- Relator(a)
- Breno Medeiros
- Órgão julgador
- 5ª Turma
- Data do julgamento
- 09/04/2025
- Data de publicação
- 29/05/2025
TST – Agravo 0000303-86.2022.5.07.0013, Rel. Breno Medeiros, 5ª Turma, j. 09/04/2025, p. 29/05/2025
EMENTA: AGRAVO. AGRAVO DE INSTRUMENTO EM RECURSO DE REVISTA. ACÓRDÃO PUBLICADO NA VIGÊNCIA DA LEI Nº 13.467/2017. ADICIONAL DE INSALUBRIDADE. BASE DE CÁLCULO. NORMA INTERNA PREVENDO APLICAÇÃO DO SALÁRIO-BASE. EBSERH. AUSÊNCIA DE TRANSCENDÊNCIA. Em processos envolvendo a EBSERH, a SBDI-1 desta Corte firmou jurisprudência no sentido de que a "adoção do salário mínimo como base de cálculo do adicional de insalubridade, em lugar de índice mais benéfico à reclamante, anteriormente aplicada por força de norma interna, configura alteração contratual lesiva, cuja vedação está prevista no artigo 468 da CLT". Nesse contexto, incide o óbice da Súmula nº 333 do TST como obstáculo à extraordinária intervenção deste Tribunal Superior no feito. A existência de obstáculo processual apto a inviabilizar o exame da matéria de fundo veiculada, como no caso, acaba por evidenciar, em última análise, a própria ausência de transcendência do recurso de revista, em qualquer das suas modalidades.
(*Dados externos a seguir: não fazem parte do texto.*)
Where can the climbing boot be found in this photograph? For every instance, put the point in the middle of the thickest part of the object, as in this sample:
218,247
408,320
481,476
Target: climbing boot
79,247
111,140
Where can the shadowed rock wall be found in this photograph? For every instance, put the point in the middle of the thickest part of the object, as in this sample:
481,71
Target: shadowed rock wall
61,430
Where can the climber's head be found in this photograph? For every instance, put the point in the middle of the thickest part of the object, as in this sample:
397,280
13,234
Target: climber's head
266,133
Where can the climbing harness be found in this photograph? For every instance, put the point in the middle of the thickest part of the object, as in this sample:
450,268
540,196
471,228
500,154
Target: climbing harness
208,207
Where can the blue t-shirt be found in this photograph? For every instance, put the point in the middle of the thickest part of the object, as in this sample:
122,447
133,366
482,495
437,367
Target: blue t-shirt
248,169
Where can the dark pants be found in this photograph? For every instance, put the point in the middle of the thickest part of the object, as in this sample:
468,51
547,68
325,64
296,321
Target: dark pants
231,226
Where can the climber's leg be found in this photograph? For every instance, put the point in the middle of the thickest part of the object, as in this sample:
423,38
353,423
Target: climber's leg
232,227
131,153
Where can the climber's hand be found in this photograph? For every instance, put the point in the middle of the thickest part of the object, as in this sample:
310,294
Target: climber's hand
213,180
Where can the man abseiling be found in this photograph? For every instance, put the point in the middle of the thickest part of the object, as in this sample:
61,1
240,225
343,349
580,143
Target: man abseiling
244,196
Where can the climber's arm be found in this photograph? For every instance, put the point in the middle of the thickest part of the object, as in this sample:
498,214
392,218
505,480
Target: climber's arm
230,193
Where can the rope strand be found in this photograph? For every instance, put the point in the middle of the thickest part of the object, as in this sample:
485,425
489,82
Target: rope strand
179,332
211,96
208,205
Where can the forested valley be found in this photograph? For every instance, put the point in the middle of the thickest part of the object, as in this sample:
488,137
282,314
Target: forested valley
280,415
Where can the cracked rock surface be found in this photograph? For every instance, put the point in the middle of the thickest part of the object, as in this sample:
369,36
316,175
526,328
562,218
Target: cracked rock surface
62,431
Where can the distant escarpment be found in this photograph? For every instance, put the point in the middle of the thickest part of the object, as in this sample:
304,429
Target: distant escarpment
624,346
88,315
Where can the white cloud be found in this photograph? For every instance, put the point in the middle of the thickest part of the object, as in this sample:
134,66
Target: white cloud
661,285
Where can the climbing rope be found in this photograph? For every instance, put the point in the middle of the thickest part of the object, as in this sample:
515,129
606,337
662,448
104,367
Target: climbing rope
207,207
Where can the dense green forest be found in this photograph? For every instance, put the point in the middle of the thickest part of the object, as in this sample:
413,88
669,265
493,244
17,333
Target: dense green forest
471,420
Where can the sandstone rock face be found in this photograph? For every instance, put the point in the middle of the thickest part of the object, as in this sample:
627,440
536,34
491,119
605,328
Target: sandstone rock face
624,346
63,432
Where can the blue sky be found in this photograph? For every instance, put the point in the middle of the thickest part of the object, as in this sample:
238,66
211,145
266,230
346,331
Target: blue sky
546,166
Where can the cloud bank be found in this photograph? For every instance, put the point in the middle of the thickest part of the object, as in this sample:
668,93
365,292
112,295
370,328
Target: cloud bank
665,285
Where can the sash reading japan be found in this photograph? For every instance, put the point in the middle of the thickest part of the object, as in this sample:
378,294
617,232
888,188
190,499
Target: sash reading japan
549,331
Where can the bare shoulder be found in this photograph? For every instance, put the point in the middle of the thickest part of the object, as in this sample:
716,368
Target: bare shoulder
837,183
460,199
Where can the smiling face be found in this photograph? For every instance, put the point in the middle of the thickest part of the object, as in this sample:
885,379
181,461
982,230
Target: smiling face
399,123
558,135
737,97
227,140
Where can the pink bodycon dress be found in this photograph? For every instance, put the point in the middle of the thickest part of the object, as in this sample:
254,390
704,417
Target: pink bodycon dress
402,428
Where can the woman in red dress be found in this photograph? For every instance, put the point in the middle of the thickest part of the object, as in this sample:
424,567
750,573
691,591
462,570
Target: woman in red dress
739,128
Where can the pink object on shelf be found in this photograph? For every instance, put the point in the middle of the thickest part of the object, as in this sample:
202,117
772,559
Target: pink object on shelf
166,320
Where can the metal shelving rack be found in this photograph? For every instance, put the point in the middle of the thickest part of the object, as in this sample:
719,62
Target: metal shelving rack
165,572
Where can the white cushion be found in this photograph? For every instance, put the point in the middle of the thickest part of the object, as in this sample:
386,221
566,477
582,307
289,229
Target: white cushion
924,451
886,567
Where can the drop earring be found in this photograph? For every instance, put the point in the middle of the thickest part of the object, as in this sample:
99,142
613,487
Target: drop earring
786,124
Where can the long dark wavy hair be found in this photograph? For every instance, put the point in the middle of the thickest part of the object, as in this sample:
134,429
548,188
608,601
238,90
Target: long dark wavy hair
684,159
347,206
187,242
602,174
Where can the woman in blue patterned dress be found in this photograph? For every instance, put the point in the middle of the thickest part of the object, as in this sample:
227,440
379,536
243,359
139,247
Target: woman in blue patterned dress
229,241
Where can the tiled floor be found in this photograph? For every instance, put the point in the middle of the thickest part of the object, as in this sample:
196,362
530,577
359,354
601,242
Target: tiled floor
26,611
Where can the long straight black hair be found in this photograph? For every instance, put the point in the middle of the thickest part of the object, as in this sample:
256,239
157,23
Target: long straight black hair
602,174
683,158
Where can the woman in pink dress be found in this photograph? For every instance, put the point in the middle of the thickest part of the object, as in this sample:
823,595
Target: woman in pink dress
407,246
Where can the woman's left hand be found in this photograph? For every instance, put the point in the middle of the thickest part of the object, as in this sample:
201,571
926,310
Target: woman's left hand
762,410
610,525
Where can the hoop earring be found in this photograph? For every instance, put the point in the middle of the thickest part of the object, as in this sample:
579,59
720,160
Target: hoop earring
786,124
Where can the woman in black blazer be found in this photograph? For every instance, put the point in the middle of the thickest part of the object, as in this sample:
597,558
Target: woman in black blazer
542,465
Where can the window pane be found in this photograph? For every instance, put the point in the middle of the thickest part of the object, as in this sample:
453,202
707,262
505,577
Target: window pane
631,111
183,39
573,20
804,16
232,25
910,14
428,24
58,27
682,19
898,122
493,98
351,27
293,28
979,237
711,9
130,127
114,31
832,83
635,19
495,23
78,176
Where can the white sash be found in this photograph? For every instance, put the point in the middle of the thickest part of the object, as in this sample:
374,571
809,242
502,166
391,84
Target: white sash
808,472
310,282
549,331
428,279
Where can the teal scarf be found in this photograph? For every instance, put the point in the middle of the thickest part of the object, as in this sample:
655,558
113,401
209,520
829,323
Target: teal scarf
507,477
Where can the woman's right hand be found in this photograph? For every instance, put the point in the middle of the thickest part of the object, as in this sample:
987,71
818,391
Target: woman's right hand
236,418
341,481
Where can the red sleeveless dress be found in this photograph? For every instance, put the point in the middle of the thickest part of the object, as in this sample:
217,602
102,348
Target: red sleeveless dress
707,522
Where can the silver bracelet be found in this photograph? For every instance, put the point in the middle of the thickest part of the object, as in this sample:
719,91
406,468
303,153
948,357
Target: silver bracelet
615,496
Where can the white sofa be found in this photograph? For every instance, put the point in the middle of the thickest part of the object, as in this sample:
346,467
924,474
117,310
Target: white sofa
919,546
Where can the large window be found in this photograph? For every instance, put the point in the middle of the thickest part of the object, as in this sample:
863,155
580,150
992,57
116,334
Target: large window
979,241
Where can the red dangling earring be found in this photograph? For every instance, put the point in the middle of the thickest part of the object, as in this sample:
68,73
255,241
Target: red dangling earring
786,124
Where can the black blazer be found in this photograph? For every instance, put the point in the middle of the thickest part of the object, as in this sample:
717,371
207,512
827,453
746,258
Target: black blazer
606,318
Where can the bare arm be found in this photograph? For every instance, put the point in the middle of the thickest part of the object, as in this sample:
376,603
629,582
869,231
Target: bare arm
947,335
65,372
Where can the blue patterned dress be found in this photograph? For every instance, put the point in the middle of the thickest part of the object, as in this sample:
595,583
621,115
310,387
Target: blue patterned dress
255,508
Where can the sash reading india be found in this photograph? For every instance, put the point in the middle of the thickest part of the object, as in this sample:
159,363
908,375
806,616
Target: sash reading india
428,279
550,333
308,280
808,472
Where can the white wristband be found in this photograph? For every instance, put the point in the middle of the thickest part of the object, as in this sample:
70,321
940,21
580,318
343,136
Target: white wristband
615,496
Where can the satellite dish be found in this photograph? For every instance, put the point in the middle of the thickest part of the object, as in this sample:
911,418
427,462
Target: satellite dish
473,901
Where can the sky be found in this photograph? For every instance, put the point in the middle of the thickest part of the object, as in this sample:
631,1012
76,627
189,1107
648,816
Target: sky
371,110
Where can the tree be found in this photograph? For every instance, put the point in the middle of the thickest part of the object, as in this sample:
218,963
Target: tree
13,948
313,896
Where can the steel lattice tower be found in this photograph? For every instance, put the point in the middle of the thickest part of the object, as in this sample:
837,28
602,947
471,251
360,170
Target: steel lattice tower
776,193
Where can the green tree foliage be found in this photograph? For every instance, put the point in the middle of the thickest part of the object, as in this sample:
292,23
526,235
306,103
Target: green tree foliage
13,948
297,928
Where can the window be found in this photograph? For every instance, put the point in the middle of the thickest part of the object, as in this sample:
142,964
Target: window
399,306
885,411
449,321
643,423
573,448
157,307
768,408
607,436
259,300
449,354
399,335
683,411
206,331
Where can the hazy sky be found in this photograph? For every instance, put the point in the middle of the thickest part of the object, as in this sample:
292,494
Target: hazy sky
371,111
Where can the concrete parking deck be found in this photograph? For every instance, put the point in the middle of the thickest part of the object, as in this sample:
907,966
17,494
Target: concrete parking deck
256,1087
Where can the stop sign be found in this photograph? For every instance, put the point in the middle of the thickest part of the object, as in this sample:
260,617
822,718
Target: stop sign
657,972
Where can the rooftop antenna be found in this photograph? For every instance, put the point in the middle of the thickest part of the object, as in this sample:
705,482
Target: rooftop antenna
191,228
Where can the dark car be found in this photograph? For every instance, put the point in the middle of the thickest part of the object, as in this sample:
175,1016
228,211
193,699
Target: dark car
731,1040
Agravo não provido. ADICIONAL DE INSALUBRIDADE. GRAU MÁXIMO. CONTATO COM PACIENTES COM DOENÇAS INFECTOCONTAGIOSAS. AUSÊNCIA DE TRANSCENDÊNCIA. O e. TRT manteve o pagamento do adicional de insalubridade em grau máximo ao reclamante, devido ao trabalho exercido em contato com pacientes acometidos de doenças infectocontagiosas, nos moldes do Anexo 14 da NR- 15 da Portaria 3214/78. Ressaltou o “entendimento do Colendo Tribunal Superior do Trabalho, no sentido de reconhecer que, ocorrendo contato permanente com pacientes portadores de doenças infectocontagiosas, ainda que não inseridos em área de isolamento, o adicional de insalubridade é devido em grau máximo.” Diante de tal premissa fática, insuscetível de reexame à luz da Súmula nº 126 desta Corte, a conclusão regional, tal como proferida, está em perfeita harmonia com a jurisprudência desta Corte, que é firme no sentido de que o adicional de insalubridade é devido, em grau máximo, ao empregado que mantém contato permanente com agentes biológicos infectocontagiosos, ainda que não exerça suas atividades em área de isolamento. Precedentes. Nesse contexto, estando a decisão regional em harmonia com a jurisprudência pacífica desta Corte, incide a Súmula nº 333 do TST como obstáculo à extraordinária intervenção deste Tribunal Superior no feito. Agravo não provido. (Tribunal Superior do Trabalho (5ª Turma). Acórdão: 0000303-86.2022.5.07.0013. Relator(a): BRENO MEDEIROS. Data de julgamento: 09/04/2025. Juntado aos autos em 29/05/2025.)